Nobody doubted Williams’ status as title favourite before she thumped Maria Sharapova 6-4 6-1 on Tuesday, advancing to a semi-final against Agnieszka Radwanska on Thursday.
There were also no caveats about Williams’ hopes of equalling Steffi Graf’s open-era record by winning a 22nd grand slam title at Melbourne Park.
And yet by playing below her best in a quarter-final against Sharapova, Williams delivered a timely reminder of her talent ahead of Saturday’s decider.
An untimely bout of food poisoning should have given Sharapova hope of stopping Williams’ run of head-to-head dominance at 17 matches.
Instead the powerful American sent down the fastest serve of the tournament at 202km/h and blasted her opponent off the court in an hour and a half.
“I was just dealing with some food-poisoning issues,” Williams said, when asked why she consulted a doctor throughout a lopsided second set.
“Yesterday it was worse.
“I was a little lethargic (in the first set) I just started slow. I missed three or four easy shots.
“When you’re playing someone like that you have to come out with a lot of fire and intensity.
“I didn’t start out playing that way.”
Sharapova hadn’t beaten Williams since 2004 but started the 2015 Open final rematch in fine style.
Williams dropped four straight points to be broken in the opening game, with Sharapova holding for a 2-0 lead.
The response was as powerful as it was predictable.
Williams steadied, while Sharapova twice double-faulted en route to 0-40 but won the next five points to make it 4-4.
For the first time in the tournament, questions were being asked of Williams.
The 34-year-old stared down two break points in a 14-point service game, finally edging ahead for 5-4.
Williams broke for a second time to take the first set in 55 minutes but only after the top seed had mucked up three set points, twice thundering returns into the net.

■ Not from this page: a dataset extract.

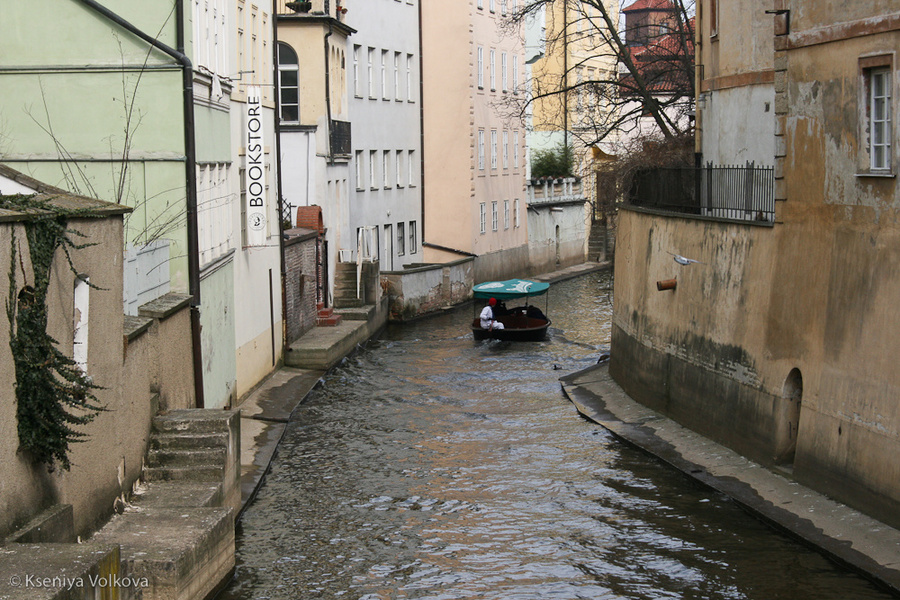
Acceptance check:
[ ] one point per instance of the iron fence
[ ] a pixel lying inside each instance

Williams called for the trainer at the break then bossed Sharapova around the court, grabbing a 5-0 advantage as the Russian surrendered meekly.

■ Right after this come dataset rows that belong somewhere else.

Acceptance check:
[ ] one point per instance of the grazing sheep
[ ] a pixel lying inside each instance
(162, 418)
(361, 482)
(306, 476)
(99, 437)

“I knew I just wanted to start playing the way I had been, which got me to the quarter-finals,” Williams said of her second-set rampage.

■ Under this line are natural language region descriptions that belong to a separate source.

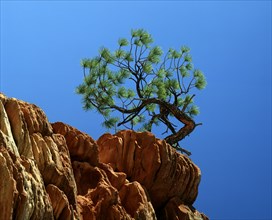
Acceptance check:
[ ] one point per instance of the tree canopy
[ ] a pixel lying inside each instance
(143, 85)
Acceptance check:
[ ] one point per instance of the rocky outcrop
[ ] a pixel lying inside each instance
(54, 171)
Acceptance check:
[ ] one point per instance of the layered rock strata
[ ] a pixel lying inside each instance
(54, 171)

Sharapova tried to stay positive after her 19th loss to Williams.
“It’s motivating because she’s at a different level,” the five-time grand slam winner said.
“She makes you go back to the drawing board, not just for me, but for many other players.
“She makes you work.”
Earlier on Tuesday, Radwanska became the first woman through to the Open semi-finals when she defeated Spaniard Carla Suarez Navarro 6-1 6-3.
Fourth seed Radwanska will be looking to erase memories of her previous best finish at Melbourne Park, a 2014 semi-final loss to Dominika Cibulkova that lasted just 70 minutes.
Williams has won all eight clashes with Radwanska on tour, including the 2012 Wimbledon final that went three sets.
“She got the better of me at Hopman Cup. It will be a good match,” Williams predicted.